Latent Dirichlet Alllocation is a probabilistic topic model with a corresponding generative process. A topic is a distribution over a fixed vocabulary that the documents are expected to be generated out of. We chose to use this technique since it offers an efficient and low loss dimensionality reduction as compared to using bag of word counts or tfidf frequencie over the entire document vocabulary.

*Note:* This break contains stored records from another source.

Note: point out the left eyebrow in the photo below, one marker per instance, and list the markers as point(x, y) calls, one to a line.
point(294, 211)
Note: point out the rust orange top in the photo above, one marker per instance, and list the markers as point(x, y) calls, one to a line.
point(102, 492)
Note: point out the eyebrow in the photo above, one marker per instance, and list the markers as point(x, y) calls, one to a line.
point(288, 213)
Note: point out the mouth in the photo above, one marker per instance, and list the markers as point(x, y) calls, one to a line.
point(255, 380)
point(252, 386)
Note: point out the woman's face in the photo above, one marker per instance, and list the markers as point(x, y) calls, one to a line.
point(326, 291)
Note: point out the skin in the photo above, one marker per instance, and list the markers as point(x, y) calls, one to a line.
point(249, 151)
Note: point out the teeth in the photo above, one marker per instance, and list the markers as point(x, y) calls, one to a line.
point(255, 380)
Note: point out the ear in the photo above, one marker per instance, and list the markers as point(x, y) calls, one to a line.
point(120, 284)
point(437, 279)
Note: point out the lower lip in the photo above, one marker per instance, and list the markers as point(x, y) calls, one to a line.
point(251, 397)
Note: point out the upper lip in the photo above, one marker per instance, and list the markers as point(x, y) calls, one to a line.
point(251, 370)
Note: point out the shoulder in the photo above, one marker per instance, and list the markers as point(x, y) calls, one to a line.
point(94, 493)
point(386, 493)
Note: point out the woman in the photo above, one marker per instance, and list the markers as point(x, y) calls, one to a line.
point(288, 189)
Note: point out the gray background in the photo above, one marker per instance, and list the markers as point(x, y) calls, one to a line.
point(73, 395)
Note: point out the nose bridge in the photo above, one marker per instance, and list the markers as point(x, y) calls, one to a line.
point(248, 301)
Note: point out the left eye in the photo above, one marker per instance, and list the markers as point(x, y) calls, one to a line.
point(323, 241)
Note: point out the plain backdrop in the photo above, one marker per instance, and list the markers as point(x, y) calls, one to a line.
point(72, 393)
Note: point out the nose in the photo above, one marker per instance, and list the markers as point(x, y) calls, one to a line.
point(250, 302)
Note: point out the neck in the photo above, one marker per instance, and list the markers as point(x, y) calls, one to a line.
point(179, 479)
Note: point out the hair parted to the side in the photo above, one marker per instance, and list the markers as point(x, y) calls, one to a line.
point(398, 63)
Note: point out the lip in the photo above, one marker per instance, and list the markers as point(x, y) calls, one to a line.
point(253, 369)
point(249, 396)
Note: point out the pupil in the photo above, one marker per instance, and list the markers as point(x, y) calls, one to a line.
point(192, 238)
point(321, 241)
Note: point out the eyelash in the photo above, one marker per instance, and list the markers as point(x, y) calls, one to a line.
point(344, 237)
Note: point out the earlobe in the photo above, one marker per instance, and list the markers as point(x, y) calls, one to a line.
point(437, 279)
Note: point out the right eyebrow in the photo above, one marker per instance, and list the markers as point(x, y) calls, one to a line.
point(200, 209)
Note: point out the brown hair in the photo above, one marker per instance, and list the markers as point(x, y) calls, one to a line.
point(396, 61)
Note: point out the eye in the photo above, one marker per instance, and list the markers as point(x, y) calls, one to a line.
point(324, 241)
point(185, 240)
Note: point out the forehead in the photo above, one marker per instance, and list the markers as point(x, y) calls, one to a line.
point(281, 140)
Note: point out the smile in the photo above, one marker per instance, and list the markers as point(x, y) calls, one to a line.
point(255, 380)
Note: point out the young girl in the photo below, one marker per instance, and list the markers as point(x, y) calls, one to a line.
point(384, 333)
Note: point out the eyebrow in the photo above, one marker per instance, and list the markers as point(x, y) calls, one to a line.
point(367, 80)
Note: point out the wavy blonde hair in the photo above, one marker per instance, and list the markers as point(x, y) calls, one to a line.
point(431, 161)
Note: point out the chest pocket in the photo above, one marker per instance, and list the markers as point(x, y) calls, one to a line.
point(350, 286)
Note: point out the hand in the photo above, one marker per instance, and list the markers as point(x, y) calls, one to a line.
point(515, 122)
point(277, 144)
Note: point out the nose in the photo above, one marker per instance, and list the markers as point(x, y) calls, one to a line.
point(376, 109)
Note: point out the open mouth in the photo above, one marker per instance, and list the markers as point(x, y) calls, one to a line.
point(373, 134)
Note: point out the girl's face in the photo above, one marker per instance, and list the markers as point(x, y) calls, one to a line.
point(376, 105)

Given that the slowest and hence the rate determining step of the script is the LDA transformation, it is here that we can make the biggest different in speed. The LDA function in gensim offers the possibility to run the model online where the model is updated in iterations running on chunks of the dataset, which also allows us to account for topic drifts. An even larger speed up can be obtained by running Distributed LDA function over different clusters.